That’s because funds charge a variety of fees that are cumulative and often change over time. The Securities and Exchange Commission has found that for each 1 percent of increased expense level in a fund, its annual return drops not just 1 percent, but 1.9 percent. To compound the problem, the longer an investor owns a fund, the more the shareholder pays in total expenses

In practice, this means shareholders who buy “top-performing” funds with high expense ratios face two big problems:

  • Fund ranking systems which do not include the impact of total expense ratios over time are misleading:
  • Funds with lower expenses and lower performance rankings can prove superior to top-ranked funds that carry high expenses over time.

Specifically, this problem resides at Morningstar Inc. (NASDAQ: MORN) the nation’s largest purveyor of investing information to individual investors. Yet according to Russel Kinnel, Morningstar’s  director of mutual fund research, total fund expenses are not used to calculate a fund’s top performance rating.

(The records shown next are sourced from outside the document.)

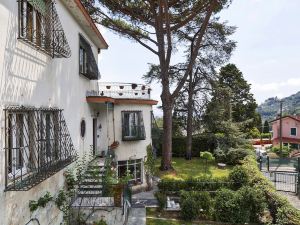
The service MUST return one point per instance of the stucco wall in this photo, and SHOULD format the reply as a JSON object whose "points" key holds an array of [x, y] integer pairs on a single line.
{"points": [[29, 77], [287, 124]]}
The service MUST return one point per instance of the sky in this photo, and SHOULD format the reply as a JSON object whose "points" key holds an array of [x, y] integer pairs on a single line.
{"points": [[268, 49]]}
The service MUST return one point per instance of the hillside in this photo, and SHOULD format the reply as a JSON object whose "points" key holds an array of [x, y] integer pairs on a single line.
{"points": [[270, 108]]}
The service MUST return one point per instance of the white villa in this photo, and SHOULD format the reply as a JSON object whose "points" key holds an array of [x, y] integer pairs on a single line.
{"points": [[53, 106]]}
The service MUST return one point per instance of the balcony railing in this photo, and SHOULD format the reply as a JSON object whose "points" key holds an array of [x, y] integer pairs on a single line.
{"points": [[120, 90], [40, 26], [37, 145]]}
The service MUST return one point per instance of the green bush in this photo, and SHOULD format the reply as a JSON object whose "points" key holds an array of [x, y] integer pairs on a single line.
{"points": [[282, 212], [238, 177], [202, 199], [242, 206], [161, 198], [284, 153], [189, 208], [172, 186], [199, 142], [236, 155], [229, 207]]}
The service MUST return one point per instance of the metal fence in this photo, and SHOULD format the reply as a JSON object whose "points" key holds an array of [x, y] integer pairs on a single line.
{"points": [[283, 181]]}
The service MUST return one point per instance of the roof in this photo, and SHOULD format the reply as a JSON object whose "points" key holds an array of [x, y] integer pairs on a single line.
{"points": [[85, 21], [288, 116], [118, 101]]}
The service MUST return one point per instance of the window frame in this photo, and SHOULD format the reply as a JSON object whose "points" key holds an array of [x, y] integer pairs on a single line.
{"points": [[294, 135], [135, 125], [134, 163]]}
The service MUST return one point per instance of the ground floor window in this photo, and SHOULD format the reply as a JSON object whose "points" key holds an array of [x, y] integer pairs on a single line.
{"points": [[133, 167]]}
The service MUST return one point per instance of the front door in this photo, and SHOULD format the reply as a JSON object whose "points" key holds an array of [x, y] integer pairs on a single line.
{"points": [[94, 135]]}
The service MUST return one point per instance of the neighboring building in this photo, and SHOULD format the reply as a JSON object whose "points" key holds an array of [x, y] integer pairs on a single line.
{"points": [[53, 107], [290, 131]]}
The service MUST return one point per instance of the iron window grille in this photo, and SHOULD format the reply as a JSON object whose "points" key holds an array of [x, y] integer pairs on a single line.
{"points": [[133, 126], [37, 145], [39, 26], [87, 63], [131, 167]]}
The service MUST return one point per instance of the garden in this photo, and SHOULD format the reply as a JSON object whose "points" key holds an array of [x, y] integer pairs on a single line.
{"points": [[240, 195]]}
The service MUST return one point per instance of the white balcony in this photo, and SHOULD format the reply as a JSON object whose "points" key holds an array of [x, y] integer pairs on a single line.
{"points": [[119, 90]]}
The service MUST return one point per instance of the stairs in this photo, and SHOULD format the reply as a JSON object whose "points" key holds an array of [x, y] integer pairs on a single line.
{"points": [[91, 185]]}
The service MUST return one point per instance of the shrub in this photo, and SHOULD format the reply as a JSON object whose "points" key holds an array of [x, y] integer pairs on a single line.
{"points": [[284, 153], [282, 212], [173, 186], [238, 177], [162, 199], [228, 207], [236, 155], [202, 199], [189, 208]]}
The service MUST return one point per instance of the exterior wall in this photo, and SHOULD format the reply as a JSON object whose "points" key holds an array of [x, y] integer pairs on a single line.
{"points": [[29, 77], [126, 150], [287, 124]]}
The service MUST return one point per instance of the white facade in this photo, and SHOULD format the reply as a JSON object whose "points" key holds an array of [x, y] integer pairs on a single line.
{"points": [[29, 77]]}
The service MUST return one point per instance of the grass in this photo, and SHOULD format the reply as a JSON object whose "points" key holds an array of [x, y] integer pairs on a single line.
{"points": [[194, 168], [155, 217]]}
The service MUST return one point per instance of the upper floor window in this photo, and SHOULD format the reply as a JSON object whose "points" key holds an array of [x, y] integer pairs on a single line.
{"points": [[37, 145], [133, 126], [39, 26], [82, 61], [293, 131], [87, 62]]}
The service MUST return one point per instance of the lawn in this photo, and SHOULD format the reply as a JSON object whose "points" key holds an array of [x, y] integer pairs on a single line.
{"points": [[194, 168], [165, 218]]}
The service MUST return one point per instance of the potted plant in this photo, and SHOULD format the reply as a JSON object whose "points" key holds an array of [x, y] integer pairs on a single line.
{"points": [[133, 86]]}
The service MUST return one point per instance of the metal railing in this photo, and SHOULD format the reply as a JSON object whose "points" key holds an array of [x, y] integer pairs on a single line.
{"points": [[39, 26], [133, 132], [37, 145], [120, 90]]}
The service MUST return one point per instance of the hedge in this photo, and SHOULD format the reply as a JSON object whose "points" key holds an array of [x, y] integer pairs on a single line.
{"points": [[172, 186], [282, 212], [199, 143]]}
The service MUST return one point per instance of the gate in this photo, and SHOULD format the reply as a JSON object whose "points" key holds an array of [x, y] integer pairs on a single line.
{"points": [[283, 181]]}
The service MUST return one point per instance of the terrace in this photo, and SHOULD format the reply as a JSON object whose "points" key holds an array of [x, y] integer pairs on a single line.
{"points": [[119, 90]]}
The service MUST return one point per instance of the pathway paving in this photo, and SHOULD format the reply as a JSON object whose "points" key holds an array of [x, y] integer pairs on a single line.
{"points": [[137, 216]]}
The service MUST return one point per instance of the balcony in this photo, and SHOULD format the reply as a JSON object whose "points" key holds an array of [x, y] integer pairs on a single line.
{"points": [[119, 90], [133, 133]]}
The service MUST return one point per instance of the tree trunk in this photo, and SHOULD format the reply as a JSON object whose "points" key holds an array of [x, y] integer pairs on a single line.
{"points": [[166, 162], [189, 129]]}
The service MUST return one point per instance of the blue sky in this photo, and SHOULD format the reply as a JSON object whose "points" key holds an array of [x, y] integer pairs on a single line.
{"points": [[268, 49]]}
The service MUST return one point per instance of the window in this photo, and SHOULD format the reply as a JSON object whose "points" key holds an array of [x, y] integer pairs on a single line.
{"points": [[37, 145], [132, 126], [293, 131], [39, 26], [133, 167], [87, 62], [82, 61]]}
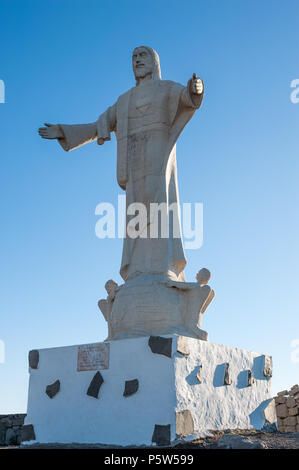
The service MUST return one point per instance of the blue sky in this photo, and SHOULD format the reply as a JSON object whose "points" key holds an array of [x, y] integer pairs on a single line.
{"points": [[66, 61]]}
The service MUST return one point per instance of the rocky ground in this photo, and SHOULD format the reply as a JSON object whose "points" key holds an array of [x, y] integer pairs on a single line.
{"points": [[221, 440]]}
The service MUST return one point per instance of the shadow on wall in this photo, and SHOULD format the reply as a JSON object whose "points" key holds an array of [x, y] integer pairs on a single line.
{"points": [[218, 380], [257, 419]]}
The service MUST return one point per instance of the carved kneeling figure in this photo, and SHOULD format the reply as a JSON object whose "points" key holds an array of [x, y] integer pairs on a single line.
{"points": [[197, 297]]}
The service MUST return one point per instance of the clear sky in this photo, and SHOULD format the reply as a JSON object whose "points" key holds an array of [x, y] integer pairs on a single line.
{"points": [[66, 61]]}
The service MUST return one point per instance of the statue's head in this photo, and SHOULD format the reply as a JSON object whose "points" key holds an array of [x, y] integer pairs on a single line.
{"points": [[110, 286], [146, 63]]}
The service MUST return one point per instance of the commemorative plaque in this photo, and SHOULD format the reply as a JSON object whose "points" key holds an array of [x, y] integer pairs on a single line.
{"points": [[93, 356]]}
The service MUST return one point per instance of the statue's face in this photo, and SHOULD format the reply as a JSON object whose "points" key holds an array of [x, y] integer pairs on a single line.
{"points": [[143, 63], [110, 286]]}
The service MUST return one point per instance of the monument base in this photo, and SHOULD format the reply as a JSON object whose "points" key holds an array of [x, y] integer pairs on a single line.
{"points": [[147, 391]]}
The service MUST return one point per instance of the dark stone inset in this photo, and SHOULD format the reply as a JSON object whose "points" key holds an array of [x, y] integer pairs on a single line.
{"points": [[161, 435], [28, 433], [267, 370], [131, 387], [95, 385], [33, 358], [199, 374], [182, 346], [250, 379], [160, 345], [53, 389], [227, 380], [184, 423]]}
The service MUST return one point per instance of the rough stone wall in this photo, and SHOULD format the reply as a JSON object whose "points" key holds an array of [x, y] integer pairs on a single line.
{"points": [[11, 429], [287, 410]]}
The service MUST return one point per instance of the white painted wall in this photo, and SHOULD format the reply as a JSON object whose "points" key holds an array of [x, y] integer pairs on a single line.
{"points": [[165, 386], [73, 416], [216, 406]]}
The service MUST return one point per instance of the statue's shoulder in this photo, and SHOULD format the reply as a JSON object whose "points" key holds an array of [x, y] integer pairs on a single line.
{"points": [[125, 95]]}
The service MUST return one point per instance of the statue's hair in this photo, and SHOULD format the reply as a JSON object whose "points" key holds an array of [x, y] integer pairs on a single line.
{"points": [[156, 75]]}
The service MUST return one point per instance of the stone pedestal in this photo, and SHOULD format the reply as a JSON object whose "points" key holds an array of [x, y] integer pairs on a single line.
{"points": [[145, 391]]}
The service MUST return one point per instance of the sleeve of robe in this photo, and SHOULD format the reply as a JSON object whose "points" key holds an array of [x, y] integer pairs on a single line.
{"points": [[76, 135]]}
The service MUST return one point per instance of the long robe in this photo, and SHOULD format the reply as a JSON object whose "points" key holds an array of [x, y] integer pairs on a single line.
{"points": [[147, 121]]}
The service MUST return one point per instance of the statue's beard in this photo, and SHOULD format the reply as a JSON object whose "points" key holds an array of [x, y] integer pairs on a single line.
{"points": [[142, 72]]}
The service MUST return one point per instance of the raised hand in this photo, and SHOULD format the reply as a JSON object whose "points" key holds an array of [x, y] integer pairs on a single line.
{"points": [[196, 85], [51, 131]]}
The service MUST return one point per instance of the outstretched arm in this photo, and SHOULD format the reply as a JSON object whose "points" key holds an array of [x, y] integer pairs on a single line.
{"points": [[75, 135]]}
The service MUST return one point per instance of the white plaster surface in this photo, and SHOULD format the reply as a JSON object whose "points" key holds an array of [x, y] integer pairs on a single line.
{"points": [[215, 406], [166, 386], [74, 417]]}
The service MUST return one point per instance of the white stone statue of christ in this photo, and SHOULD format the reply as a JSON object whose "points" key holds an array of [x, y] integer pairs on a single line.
{"points": [[147, 121]]}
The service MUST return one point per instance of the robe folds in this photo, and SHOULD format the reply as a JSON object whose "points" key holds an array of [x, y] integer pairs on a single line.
{"points": [[147, 121]]}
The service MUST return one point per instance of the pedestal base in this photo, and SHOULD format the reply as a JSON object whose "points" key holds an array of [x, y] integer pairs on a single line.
{"points": [[145, 391]]}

In his article, “The Star Rating Performs Well but Our Picks Are Better,” Kinnel wrote that Morningstar’s current ranking system could be improved if a fund’s total expense ratio over time was included in the ranking criteria. The impact of expenses is so significant that funds with lower performance and lower expenses could easily move up in rankings over time. 

Conversely, an equity fund investor who relies on the current Morningstar rankings to buy a five-star fund carrying a high expense ratio might see benefits erode over time as expenses cut into total performance. 

“In other words, if you buy funds that have the cheapest-quartile costs and 5 stars, you have a much greater chance of getting a mutual fund that will survive and outperform its peers,” according to Kinnel.

Re-Thinking the Morningstar Rating System

The main problem is that Morningstar’s rating system only uses three years of a fund’s most recent performance. But equity funds are designed to be long-term (five years or more) investments, so Morningstar’s three year performance snapshot should be considered a short time period.

As a result, Kinnel said this short time period understates a fund’s “negative compounding effect of expense ratios.”

“Over time, the difference between a 0.60 percent expense ratio and a 1.25 percent expense ratio can lead to a very big sum after 20 years, but not so much for three years. In addition, expense ratios change over time, and the fund’s most current expense ratio, rather than past expense ratios, is the best indicator of where it will be in the future,” he added.

So what does this mean to equity mutual fund investors who rely on Morningstar’s rating system?

First, don’t take the Morningstar ratings at face value. Investors must consider the fund’s expense ratio as an essential element of its overall rank. They also must factor in how long they plan to own the fund.

In his research, Kinnel looked at Morningstar’s top-rated group and concluded that funds in the cheapest quartile had  higher three- and five-star ratings over the next three or five years 80 percent of the time. “Factoring out the survivorship bias, the success ratio was improved 90% of the time when the expense screen was added in,” he said.

“I can think of a number of things that might improve the star rating’s predictive power, but the one I’m certain of is factoring in expense ratios. Slicing the 5-star groups to include just those funds in the cheapest quartile of their category led to higher three- and five-year star ratings over the next three or five years 80% of the time. Factoring out the survivorship bias, the success ratio was improved 90% of the time when the expense screen was added in.”